U.S. airlines carried 172.0 million total system passengers during the first three months of 2012, up 2.8 percent from the same period in 2011. Domestically, they carried 149.7 million passengers, up 2.8 percent from 2011. Internationally, they carried 22.3 million passengers, up 2.7 percent from 2011.
The first three months of 2012 continued the trend of 2011 when the system and domestic load factors were at an all-time high while the international load factor declined from the all-time high in 2010, BTS said. Domestic capacity, measured by available seat-miles, decreased 0.6 percent in March 2012 compared to March 2011, while revenue passenger miles (RPMs) increased by 1.4 percent, resulting in the record domestic load factor.
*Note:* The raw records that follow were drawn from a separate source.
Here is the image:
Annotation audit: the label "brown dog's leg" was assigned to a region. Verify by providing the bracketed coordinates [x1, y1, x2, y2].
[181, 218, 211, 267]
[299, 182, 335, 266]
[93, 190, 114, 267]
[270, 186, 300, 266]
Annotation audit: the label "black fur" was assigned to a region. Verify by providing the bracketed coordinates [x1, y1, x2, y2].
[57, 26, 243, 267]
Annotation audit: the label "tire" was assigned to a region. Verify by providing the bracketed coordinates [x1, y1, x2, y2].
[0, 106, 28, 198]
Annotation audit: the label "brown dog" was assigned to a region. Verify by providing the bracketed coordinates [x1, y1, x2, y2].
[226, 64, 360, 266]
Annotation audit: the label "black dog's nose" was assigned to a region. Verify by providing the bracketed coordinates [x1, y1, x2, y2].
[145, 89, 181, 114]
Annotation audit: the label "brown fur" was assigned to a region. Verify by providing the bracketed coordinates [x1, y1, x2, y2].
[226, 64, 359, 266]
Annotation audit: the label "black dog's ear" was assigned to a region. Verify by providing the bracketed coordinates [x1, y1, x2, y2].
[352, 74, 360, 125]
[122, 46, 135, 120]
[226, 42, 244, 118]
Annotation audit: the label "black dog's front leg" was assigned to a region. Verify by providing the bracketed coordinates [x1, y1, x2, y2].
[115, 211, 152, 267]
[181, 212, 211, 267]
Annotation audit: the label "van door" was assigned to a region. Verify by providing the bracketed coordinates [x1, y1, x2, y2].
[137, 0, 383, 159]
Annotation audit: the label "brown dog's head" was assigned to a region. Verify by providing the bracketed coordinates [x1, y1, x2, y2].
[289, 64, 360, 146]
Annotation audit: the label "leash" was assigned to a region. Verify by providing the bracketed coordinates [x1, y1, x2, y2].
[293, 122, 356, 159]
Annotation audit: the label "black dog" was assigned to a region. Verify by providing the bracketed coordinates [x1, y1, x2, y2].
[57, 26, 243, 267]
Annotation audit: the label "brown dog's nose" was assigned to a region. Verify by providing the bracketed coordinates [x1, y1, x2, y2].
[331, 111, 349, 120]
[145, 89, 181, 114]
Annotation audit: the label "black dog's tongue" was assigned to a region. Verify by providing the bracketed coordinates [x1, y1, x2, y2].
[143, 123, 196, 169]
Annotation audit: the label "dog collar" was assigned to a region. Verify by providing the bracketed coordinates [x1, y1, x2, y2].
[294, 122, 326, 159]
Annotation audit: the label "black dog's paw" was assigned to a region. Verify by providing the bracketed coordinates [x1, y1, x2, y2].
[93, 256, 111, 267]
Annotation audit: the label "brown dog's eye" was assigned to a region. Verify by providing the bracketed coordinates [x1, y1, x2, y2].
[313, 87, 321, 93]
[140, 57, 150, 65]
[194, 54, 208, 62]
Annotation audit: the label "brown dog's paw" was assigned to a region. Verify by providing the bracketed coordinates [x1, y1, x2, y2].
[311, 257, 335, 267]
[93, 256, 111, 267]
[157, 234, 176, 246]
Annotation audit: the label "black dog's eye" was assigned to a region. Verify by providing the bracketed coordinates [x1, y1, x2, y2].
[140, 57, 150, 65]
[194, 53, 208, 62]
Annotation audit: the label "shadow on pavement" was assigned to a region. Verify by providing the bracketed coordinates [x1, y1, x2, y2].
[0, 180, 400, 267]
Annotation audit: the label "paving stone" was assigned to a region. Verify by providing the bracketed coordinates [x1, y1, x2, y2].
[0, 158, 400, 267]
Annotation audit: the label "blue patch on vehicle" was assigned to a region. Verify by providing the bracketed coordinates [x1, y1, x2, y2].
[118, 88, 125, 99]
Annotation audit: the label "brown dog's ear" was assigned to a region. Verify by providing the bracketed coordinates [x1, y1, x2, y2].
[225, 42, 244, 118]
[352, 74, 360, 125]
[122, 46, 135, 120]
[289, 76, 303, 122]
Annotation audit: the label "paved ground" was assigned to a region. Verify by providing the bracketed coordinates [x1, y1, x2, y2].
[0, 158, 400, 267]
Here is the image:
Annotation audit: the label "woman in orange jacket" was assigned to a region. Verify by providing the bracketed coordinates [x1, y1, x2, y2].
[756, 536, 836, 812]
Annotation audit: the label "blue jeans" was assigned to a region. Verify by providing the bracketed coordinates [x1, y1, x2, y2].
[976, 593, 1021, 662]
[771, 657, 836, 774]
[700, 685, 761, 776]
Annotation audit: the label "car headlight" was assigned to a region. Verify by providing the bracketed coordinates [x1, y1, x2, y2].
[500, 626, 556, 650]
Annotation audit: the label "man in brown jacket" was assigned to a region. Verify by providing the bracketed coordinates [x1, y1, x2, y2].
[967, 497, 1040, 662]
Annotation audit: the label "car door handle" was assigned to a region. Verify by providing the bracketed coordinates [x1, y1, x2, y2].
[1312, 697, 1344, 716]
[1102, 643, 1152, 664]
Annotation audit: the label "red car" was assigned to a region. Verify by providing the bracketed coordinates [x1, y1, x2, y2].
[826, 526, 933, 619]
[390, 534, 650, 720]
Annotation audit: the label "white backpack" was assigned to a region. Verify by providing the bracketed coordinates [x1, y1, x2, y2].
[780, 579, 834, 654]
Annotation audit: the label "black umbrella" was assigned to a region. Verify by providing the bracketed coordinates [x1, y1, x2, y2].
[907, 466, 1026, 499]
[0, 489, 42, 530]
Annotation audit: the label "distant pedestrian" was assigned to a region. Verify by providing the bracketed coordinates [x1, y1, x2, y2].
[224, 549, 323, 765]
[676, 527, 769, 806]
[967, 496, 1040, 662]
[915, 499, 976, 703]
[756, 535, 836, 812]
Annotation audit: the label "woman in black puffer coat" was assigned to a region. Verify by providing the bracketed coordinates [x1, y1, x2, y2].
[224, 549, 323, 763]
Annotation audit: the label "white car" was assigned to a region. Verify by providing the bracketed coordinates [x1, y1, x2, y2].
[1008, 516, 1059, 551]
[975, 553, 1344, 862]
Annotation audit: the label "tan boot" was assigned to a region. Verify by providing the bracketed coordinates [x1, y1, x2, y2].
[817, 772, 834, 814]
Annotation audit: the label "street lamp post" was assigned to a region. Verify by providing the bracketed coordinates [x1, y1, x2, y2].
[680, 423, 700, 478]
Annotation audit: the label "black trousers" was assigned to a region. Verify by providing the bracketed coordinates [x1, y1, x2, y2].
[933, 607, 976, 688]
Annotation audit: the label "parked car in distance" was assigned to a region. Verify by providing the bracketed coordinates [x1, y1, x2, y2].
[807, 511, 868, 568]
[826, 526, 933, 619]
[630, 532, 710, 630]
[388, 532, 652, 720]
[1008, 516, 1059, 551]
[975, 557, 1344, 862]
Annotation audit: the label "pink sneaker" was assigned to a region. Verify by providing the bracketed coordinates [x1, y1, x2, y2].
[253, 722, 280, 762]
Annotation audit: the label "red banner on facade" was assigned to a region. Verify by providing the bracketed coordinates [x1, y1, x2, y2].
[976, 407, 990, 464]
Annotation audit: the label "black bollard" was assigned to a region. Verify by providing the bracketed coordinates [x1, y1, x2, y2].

The international load factor in March increased as airlines grew capacity by 0.3 percent while RPMs gained by a larger 4.9 percent. Systemwide capacity was down 0.3 percent compared to a 2.5 percent increase in RPMs.
In March, Delta Airlines carried more total system passengers than any other U.S. airline while Southwest Airlines carried more domestic passengers. United Airlines, following its merger with Continental Airlines, carried the most international passengers. The top 10 US airlines carried 79.8 percent of systemwide passengers, an increase from the 71.2 percent in March 2011.